# Three Sum

The Three Sum problem on LeetCode is a well-known algorithmic problem that asks you to find all unique triplets in an array of integers that sum up to a specific target value. In other words, given an array of numbers, the task is to find all combinations of three numbers from the array such that their sum equals a given target value.

Problem Statement: Given an array nums of $n$ integers, find all unique triplets $(a, b, c)$ in the array such that $a + b + c = 0$. The solution set must not contain duplicate triplets.

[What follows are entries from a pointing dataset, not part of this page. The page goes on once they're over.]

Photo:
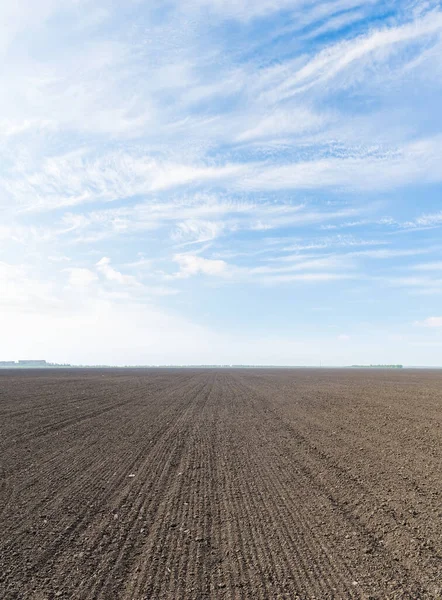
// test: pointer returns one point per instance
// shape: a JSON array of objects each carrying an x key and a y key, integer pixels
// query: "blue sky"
[{"x": 219, "y": 181}]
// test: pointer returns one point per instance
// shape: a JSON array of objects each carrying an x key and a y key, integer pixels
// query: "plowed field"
[{"x": 193, "y": 484}]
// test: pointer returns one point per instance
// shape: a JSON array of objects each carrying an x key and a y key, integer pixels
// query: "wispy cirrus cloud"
[{"x": 221, "y": 145}]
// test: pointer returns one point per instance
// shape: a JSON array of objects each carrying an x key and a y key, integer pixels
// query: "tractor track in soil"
[{"x": 191, "y": 484}]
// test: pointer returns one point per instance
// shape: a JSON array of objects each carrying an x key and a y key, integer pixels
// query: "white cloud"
[
  {"x": 195, "y": 265},
  {"x": 431, "y": 322},
  {"x": 81, "y": 277},
  {"x": 104, "y": 267}
]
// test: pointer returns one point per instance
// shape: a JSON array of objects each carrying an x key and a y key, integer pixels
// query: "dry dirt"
[{"x": 193, "y": 484}]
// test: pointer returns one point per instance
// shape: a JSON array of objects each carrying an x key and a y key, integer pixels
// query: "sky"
[{"x": 221, "y": 181}]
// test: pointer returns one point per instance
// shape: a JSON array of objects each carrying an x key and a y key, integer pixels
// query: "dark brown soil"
[{"x": 187, "y": 484}]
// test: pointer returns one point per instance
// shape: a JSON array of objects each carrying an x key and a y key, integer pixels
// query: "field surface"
[{"x": 193, "y": 484}]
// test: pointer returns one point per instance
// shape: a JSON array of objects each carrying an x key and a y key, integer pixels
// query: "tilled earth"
[{"x": 193, "y": 484}]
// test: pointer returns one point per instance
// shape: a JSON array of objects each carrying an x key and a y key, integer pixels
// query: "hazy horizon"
[{"x": 218, "y": 182}]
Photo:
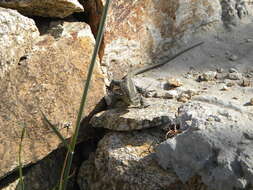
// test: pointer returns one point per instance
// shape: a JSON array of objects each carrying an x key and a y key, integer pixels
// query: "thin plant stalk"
[
  {"x": 64, "y": 181},
  {"x": 21, "y": 181}
]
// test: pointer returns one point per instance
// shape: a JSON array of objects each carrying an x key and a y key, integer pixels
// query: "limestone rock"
[
  {"x": 53, "y": 8},
  {"x": 51, "y": 79},
  {"x": 216, "y": 145},
  {"x": 145, "y": 31},
  {"x": 17, "y": 35},
  {"x": 159, "y": 112},
  {"x": 38, "y": 177},
  {"x": 126, "y": 161},
  {"x": 233, "y": 10}
]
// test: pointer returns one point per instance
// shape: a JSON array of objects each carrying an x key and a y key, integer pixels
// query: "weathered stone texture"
[
  {"x": 216, "y": 145},
  {"x": 45, "y": 8},
  {"x": 17, "y": 35},
  {"x": 144, "y": 31},
  {"x": 51, "y": 79}
]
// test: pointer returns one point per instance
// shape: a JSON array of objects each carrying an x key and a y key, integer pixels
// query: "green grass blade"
[
  {"x": 21, "y": 184},
  {"x": 55, "y": 130},
  {"x": 84, "y": 97}
]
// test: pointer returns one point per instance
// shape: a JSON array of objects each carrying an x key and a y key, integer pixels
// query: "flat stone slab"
[
  {"x": 216, "y": 144},
  {"x": 158, "y": 113}
]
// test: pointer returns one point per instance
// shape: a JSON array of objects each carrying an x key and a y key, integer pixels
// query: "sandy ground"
[{"x": 212, "y": 55}]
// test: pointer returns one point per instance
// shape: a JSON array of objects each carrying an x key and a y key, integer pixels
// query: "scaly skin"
[{"x": 125, "y": 88}]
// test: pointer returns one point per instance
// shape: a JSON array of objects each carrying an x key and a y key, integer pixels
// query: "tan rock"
[
  {"x": 145, "y": 31},
  {"x": 251, "y": 101},
  {"x": 51, "y": 79},
  {"x": 126, "y": 161},
  {"x": 53, "y": 8},
  {"x": 18, "y": 34},
  {"x": 158, "y": 113}
]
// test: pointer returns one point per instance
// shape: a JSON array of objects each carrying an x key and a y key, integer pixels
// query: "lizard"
[{"x": 125, "y": 89}]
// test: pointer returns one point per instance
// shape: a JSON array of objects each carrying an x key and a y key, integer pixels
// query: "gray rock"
[
  {"x": 125, "y": 161},
  {"x": 208, "y": 76},
  {"x": 55, "y": 8},
  {"x": 217, "y": 150},
  {"x": 159, "y": 112},
  {"x": 235, "y": 76}
]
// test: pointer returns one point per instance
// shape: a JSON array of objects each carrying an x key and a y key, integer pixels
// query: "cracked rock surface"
[{"x": 216, "y": 144}]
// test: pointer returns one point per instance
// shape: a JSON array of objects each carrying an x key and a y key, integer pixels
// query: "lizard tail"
[{"x": 149, "y": 67}]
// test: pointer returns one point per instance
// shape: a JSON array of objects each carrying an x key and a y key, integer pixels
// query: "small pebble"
[
  {"x": 225, "y": 88},
  {"x": 208, "y": 76},
  {"x": 245, "y": 83},
  {"x": 233, "y": 57},
  {"x": 235, "y": 76},
  {"x": 233, "y": 70},
  {"x": 248, "y": 40},
  {"x": 251, "y": 101}
]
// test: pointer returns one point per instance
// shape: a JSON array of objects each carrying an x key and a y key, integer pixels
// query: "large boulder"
[
  {"x": 126, "y": 161},
  {"x": 53, "y": 8},
  {"x": 216, "y": 144},
  {"x": 50, "y": 79},
  {"x": 17, "y": 36}
]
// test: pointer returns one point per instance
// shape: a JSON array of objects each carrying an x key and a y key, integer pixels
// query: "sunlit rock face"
[
  {"x": 51, "y": 80},
  {"x": 17, "y": 36},
  {"x": 53, "y": 8}
]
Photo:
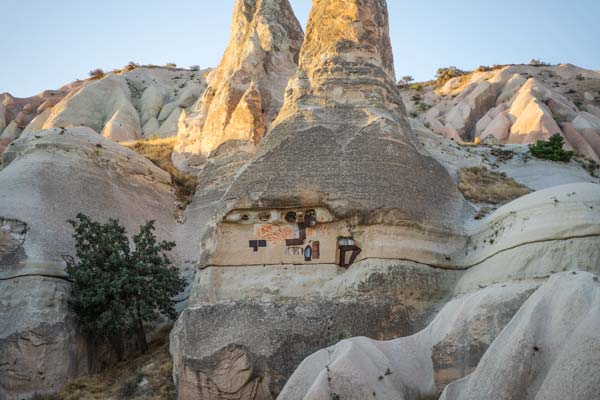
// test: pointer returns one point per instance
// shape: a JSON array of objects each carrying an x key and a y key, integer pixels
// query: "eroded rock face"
[
  {"x": 259, "y": 334},
  {"x": 341, "y": 139},
  {"x": 549, "y": 349},
  {"x": 246, "y": 90},
  {"x": 514, "y": 104},
  {"x": 485, "y": 299},
  {"x": 47, "y": 178},
  {"x": 412, "y": 367}
]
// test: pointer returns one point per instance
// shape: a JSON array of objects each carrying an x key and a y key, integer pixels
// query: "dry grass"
[
  {"x": 483, "y": 186},
  {"x": 122, "y": 381},
  {"x": 159, "y": 152}
]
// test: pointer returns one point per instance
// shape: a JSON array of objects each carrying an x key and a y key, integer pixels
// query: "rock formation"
[
  {"x": 453, "y": 345},
  {"x": 515, "y": 104},
  {"x": 340, "y": 145},
  {"x": 128, "y": 106},
  {"x": 18, "y": 113},
  {"x": 40, "y": 346},
  {"x": 246, "y": 89}
]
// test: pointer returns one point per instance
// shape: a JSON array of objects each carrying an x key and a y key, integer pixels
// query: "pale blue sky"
[{"x": 45, "y": 44}]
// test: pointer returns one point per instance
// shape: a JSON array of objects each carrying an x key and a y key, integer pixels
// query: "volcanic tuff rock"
[
  {"x": 341, "y": 139},
  {"x": 412, "y": 367},
  {"x": 18, "y": 113},
  {"x": 128, "y": 105},
  {"x": 246, "y": 89},
  {"x": 40, "y": 347},
  {"x": 550, "y": 349},
  {"x": 515, "y": 104}
]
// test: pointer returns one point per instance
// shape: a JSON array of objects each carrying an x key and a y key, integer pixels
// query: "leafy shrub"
[
  {"x": 131, "y": 66},
  {"x": 443, "y": 75},
  {"x": 97, "y": 73},
  {"x": 482, "y": 185},
  {"x": 536, "y": 62},
  {"x": 551, "y": 149},
  {"x": 417, "y": 87},
  {"x": 115, "y": 289}
]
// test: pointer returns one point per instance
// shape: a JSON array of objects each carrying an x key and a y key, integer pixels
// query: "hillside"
[{"x": 344, "y": 236}]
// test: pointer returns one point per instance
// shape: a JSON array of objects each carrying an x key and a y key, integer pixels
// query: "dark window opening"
[
  {"x": 264, "y": 217},
  {"x": 310, "y": 218},
  {"x": 345, "y": 246},
  {"x": 290, "y": 217},
  {"x": 255, "y": 244}
]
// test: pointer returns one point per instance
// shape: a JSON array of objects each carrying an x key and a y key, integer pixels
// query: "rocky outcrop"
[
  {"x": 122, "y": 106},
  {"x": 278, "y": 315},
  {"x": 102, "y": 105},
  {"x": 413, "y": 367},
  {"x": 514, "y": 104},
  {"x": 543, "y": 350},
  {"x": 18, "y": 113},
  {"x": 246, "y": 89},
  {"x": 547, "y": 351},
  {"x": 516, "y": 248},
  {"x": 342, "y": 133},
  {"x": 40, "y": 346}
]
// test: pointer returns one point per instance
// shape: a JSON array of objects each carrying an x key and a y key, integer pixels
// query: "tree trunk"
[
  {"x": 140, "y": 333},
  {"x": 142, "y": 337}
]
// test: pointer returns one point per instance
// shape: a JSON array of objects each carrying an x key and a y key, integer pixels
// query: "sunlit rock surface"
[{"x": 246, "y": 89}]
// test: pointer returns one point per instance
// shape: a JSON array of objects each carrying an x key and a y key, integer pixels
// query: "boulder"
[
  {"x": 170, "y": 125},
  {"x": 151, "y": 103},
  {"x": 585, "y": 120},
  {"x": 37, "y": 124},
  {"x": 547, "y": 351},
  {"x": 103, "y": 106},
  {"x": 38, "y": 338},
  {"x": 535, "y": 122},
  {"x": 579, "y": 143},
  {"x": 413, "y": 367},
  {"x": 499, "y": 128},
  {"x": 246, "y": 90},
  {"x": 473, "y": 104},
  {"x": 513, "y": 85}
]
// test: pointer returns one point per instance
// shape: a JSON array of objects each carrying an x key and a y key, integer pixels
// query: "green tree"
[
  {"x": 551, "y": 149},
  {"x": 116, "y": 289}
]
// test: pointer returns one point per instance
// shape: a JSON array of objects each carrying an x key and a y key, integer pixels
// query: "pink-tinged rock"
[
  {"x": 511, "y": 88},
  {"x": 449, "y": 133},
  {"x": 591, "y": 109},
  {"x": 487, "y": 119},
  {"x": 535, "y": 122},
  {"x": 498, "y": 128},
  {"x": 579, "y": 143},
  {"x": 593, "y": 139},
  {"x": 478, "y": 99},
  {"x": 561, "y": 107},
  {"x": 587, "y": 120}
]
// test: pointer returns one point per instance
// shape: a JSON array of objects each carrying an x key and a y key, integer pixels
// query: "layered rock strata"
[
  {"x": 246, "y": 89},
  {"x": 47, "y": 178}
]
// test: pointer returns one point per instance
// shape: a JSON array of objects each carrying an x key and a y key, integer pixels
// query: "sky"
[{"x": 45, "y": 44}]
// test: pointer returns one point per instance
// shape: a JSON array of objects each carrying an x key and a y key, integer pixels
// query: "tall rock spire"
[
  {"x": 346, "y": 58},
  {"x": 246, "y": 89},
  {"x": 341, "y": 139}
]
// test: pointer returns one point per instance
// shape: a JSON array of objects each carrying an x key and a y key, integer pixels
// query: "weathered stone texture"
[{"x": 246, "y": 89}]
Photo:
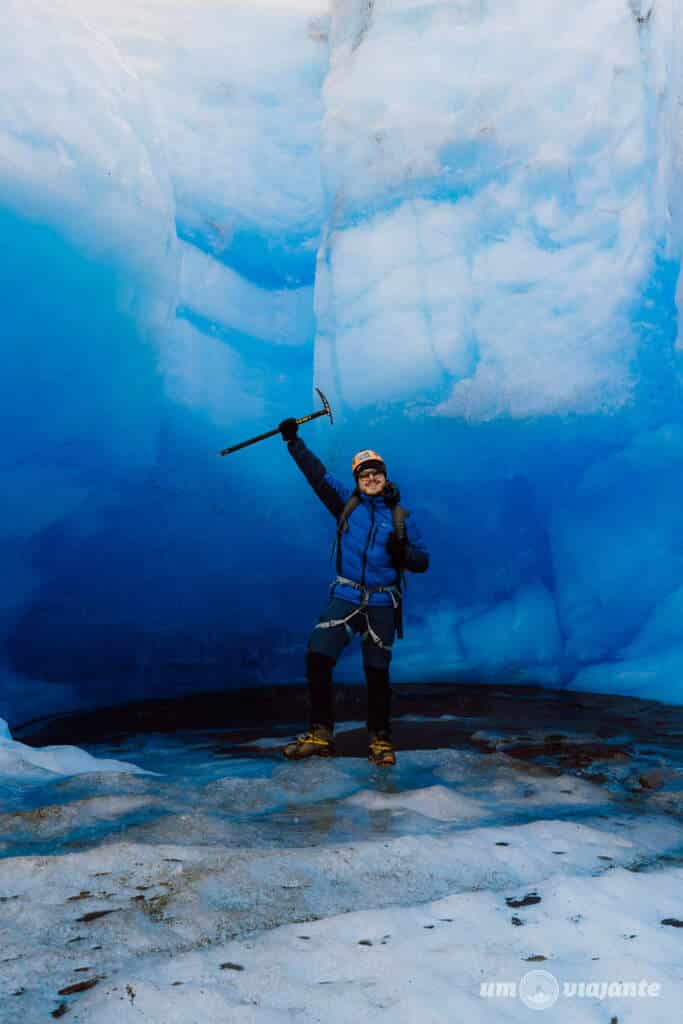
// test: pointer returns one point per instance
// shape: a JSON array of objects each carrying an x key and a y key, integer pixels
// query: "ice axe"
[{"x": 326, "y": 411}]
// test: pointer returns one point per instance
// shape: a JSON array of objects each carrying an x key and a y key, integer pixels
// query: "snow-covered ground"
[{"x": 238, "y": 887}]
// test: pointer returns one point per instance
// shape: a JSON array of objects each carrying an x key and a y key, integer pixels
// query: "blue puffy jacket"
[{"x": 363, "y": 547}]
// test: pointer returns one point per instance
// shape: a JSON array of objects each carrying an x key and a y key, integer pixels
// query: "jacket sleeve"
[
  {"x": 417, "y": 556},
  {"x": 332, "y": 492}
]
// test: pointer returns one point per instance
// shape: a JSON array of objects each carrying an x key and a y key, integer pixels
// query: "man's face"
[{"x": 371, "y": 482}]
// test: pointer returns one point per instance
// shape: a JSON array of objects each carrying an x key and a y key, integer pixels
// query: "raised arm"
[{"x": 332, "y": 492}]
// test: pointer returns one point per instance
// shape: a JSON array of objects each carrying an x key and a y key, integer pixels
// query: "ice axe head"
[{"x": 326, "y": 403}]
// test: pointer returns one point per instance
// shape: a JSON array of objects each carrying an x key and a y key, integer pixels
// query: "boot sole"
[{"x": 313, "y": 754}]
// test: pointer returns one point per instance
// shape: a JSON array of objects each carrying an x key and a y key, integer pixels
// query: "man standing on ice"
[{"x": 375, "y": 546}]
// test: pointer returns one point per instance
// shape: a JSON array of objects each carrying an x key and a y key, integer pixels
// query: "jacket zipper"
[{"x": 365, "y": 554}]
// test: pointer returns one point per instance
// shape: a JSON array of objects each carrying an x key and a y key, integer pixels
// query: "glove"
[
  {"x": 288, "y": 429},
  {"x": 391, "y": 494},
  {"x": 396, "y": 547}
]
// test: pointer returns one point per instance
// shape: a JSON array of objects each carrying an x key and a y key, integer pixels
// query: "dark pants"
[{"x": 325, "y": 646}]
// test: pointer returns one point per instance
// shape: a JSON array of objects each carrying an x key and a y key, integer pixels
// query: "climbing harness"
[{"x": 366, "y": 593}]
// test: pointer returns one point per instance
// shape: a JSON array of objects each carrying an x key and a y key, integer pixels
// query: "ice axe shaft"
[{"x": 326, "y": 411}]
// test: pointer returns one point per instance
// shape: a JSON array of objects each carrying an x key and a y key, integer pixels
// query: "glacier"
[{"x": 461, "y": 220}]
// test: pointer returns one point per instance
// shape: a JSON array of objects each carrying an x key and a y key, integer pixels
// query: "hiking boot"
[
  {"x": 381, "y": 750},
  {"x": 316, "y": 742}
]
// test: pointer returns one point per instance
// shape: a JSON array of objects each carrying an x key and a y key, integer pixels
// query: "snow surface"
[
  {"x": 461, "y": 220},
  {"x": 251, "y": 889}
]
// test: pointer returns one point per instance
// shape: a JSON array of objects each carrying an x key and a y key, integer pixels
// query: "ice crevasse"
[{"x": 462, "y": 220}]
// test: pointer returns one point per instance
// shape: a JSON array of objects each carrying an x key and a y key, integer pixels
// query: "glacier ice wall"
[{"x": 462, "y": 220}]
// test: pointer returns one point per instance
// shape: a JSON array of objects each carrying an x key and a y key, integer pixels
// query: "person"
[{"x": 375, "y": 545}]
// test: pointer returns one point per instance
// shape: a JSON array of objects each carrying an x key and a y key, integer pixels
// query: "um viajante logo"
[{"x": 541, "y": 989}]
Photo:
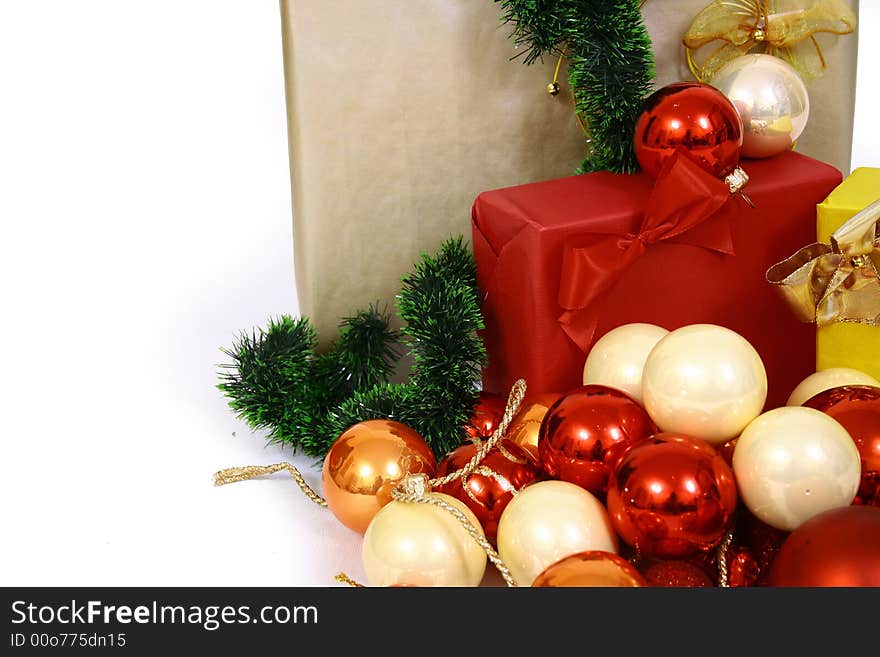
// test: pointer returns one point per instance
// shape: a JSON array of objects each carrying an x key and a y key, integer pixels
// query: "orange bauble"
[
  {"x": 365, "y": 463},
  {"x": 525, "y": 426},
  {"x": 590, "y": 569},
  {"x": 489, "y": 494}
]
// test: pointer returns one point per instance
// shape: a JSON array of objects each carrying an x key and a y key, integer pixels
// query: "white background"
[{"x": 145, "y": 213}]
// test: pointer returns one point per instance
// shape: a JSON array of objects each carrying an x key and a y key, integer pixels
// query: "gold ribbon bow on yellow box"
[
  {"x": 836, "y": 282},
  {"x": 785, "y": 28}
]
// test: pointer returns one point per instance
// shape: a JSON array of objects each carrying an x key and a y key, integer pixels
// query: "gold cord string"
[
  {"x": 414, "y": 489},
  {"x": 232, "y": 475},
  {"x": 342, "y": 578},
  {"x": 513, "y": 402},
  {"x": 721, "y": 559},
  {"x": 476, "y": 534}
]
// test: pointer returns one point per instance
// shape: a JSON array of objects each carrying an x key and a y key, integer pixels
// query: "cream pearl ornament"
[
  {"x": 793, "y": 463},
  {"x": 547, "y": 521},
  {"x": 826, "y": 380},
  {"x": 417, "y": 544},
  {"x": 704, "y": 381},
  {"x": 617, "y": 360}
]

Solving this problem typically involves writing an efficient algorithm that avoids duplicates and has a time complexity better than $O(n^3)$. A common approach is to sort the array and use two-pointer techniques to find the triplets efficiently.

#include <iostream>
#include <vector>
#include <algorithm>
using namespace std;

vector<vector<int>> threeSum(vector<int>& nums, int target) {
vector<vector<int>> result; // to store the final answer
sort(nums.begin(), nums.end()); // sort the array in ascending order
int n = nums.size(); // get the size of the array

for (int i = 0; i < n - 2; i++) { // loop through the array from 0 to n-3
if (i > 0 && nums[i] == nums[i-1]) continue; // skip duplicates for the first element
int left = i + 1; // set the left pointer to i+1
int right = n - 1; // set the right pointer to n-1

while (left < right) { // loop until left and right pointers meet
int sum = nums[i] + nums[left] + nums[right]; // calculate the sum of the triplet
if (sum == target) { // if the sum is equal to the target
result.push_back({nums[i], nums[left], nums[right]}); // add the triplet to the result
left++; // move the left pointer to the right
right--; // move the right pointer to the left

while (left < right && nums[left] == nums[left-1]) left++; // skip duplicates for the second element
while (left < right && nums[right] == nums[right+1]) right--; // skip duplicates for the third element
} else if (sum < target) { // if the sum is less than the target
left++; // move the left pointer to the right
} else { // if the sum is greater than the target
right--; // move the right pointer to the left
}
}
}
return result; // return the final answer
}

int main() {
vector<int> nums = {-1, 0, 1, 2, -1, -4}; // sample input array
int target = 0; // sample target value
vector<vector<int>> ans = threeSum(nums, target); // call the function with input array and target value
for (auto v : ans) { // loop through the result vector
for (auto x : v) { // loop through each triplet vector
cout << x << " "; // print each element of the triplet
}
cout << endl; // print a new line after each triplet
}
return 0;
}

// Output:
// -1 -1 2
// -1 0 1 

The algorithm runs in quadratic time, $O(n^2)$, where $n$ is the number of elements in the input array. This is mainly due to the two-pointer technique.

The space used by the algorithm is also quadratic, $O(n^2)$, primarily because of the storage required for the result vector, which can hold up to $O(n^2)$ triplets in the worst case.